Reviews for The Lightning-Flame Dragon King
True Red Dragon chapter 4 . 9/2/2015
Great job even greater improvement on the writing aspects and especially how you carried the story
Ponag chapter 4 . 9/2/2015
I'm loving this so far please keep writing more chapters
Monarch of Destruction chapter 3 . 8/29/2015
Well, there are some grammatical error but I can understand since English isn't your main language (Just like me). But Natsu scared of Mirajane is truly getting old for me, I know you don't want to make Natsu all serious but that wasn't actually necesarry.

I know you've got control of this story but on the next chapter, please don't make Natsu scared of Erza because it wouldn't make sense if someone that stronger than Laxus, scared of someone that even weaker than him (Even though it's for comedic relief).
Cloud Narukami chapter 3 . 8/26/2015
Nice stuff
frozem1 chapter 3 . 8/21/2015
I liked the chapter!
CrAcKshipper8 chapter 3 . 8/21/2015
Great chapter you are doing very well for a rookie if you keep writing I honestly believe that you could be a great writer
Reaper495 chapter 3 . 8/21/2015
Wow this is great. You some grammar errors but you are definitely improving on fixing them. Would love to see how he confessed to his mates. Love the story, can't wait for the next chapter.

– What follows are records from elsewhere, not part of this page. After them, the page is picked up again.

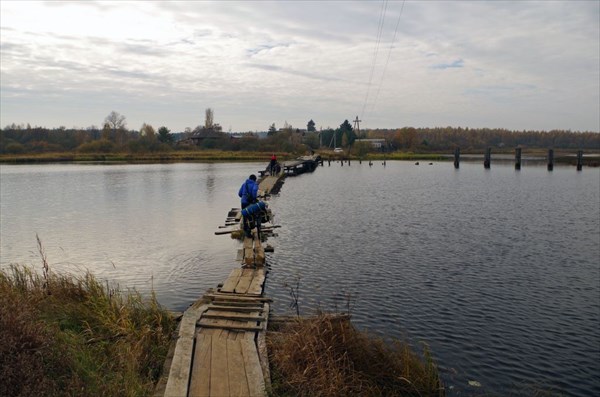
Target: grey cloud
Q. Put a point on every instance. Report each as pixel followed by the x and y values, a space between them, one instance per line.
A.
pixel 279 69
pixel 459 63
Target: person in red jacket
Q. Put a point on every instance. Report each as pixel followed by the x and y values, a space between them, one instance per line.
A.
pixel 273 165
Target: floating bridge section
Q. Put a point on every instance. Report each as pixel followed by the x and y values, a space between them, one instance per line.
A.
pixel 221 348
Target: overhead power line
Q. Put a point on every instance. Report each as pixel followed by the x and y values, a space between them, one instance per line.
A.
pixel 389 54
pixel 376 50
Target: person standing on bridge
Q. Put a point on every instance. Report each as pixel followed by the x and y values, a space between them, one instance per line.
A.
pixel 273 165
pixel 249 191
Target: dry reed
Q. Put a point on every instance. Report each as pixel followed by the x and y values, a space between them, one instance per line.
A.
pixel 63 335
pixel 327 356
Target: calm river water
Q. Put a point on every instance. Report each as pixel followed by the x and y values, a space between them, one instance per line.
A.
pixel 498 270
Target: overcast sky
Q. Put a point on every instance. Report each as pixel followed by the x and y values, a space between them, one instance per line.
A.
pixel 507 64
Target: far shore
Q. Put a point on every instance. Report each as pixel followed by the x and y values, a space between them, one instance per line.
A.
pixel 561 156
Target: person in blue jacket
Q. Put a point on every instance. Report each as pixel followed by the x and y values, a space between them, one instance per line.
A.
pixel 249 191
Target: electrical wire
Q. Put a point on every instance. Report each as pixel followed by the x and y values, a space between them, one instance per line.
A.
pixel 388 57
pixel 376 50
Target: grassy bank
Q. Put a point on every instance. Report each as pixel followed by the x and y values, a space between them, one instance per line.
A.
pixel 327 356
pixel 67 336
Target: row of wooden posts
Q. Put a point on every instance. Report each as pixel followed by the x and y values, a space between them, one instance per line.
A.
pixel 487 159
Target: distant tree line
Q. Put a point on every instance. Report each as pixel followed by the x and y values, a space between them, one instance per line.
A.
pixel 439 139
pixel 115 137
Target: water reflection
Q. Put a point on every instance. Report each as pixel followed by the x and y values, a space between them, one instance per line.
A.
pixel 497 270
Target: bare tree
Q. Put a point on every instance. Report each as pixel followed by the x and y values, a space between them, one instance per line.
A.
pixel 148 131
pixel 209 119
pixel 115 121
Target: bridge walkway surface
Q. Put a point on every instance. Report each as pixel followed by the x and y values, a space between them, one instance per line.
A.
pixel 221 347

DisasterMaster0 chapter 3 . 8/21/2015
Still have a few writing mistakes, but your getting better on grammar and puncuation with each chapter. Good on you. Great chapter and waiting to see how Mira and Natsu became mates.
True Red Dragon chapter 3 . 8/21/2015
Great job keep up the good work plus your writing improved a bit
DreamofChaos chapter 3 . 8/21/2015
The story is good without a doubt you just need a beta to help with the Commentary.

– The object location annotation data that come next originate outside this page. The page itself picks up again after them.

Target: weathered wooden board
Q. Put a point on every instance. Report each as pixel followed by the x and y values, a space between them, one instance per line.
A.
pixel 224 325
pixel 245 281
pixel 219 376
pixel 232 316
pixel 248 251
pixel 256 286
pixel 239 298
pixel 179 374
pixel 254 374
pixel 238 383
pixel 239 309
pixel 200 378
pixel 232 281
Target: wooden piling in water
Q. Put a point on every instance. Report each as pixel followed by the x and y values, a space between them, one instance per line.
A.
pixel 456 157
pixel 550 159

frozem1 chapter 2 . 8/19/2015
I liked the chapter!
Lincoln 6-echo chapter 1 . 8/17/2015
Great start for a fic I think it can go somewhere so keep it up
True Red Dragon chapter 2 . 8/17/2015
Great job just work on grammar and punctuation
Emperor Zeref Dragneel chapter 2 . 8/17/2015
The story has a good premise...but the pacing feels a bit too fast for me in some places?I think you could try and moderate the flow of actions a little...punctuation is also an issue but since it has been mentioned i won't need to refer to it..
But keep up the good work the story really has potential!
Kript chapter 2 . 8/16/2015
Make sure to include speech marks when they are needed, since it got a bit confusing to read, but other than that great work and keep writing.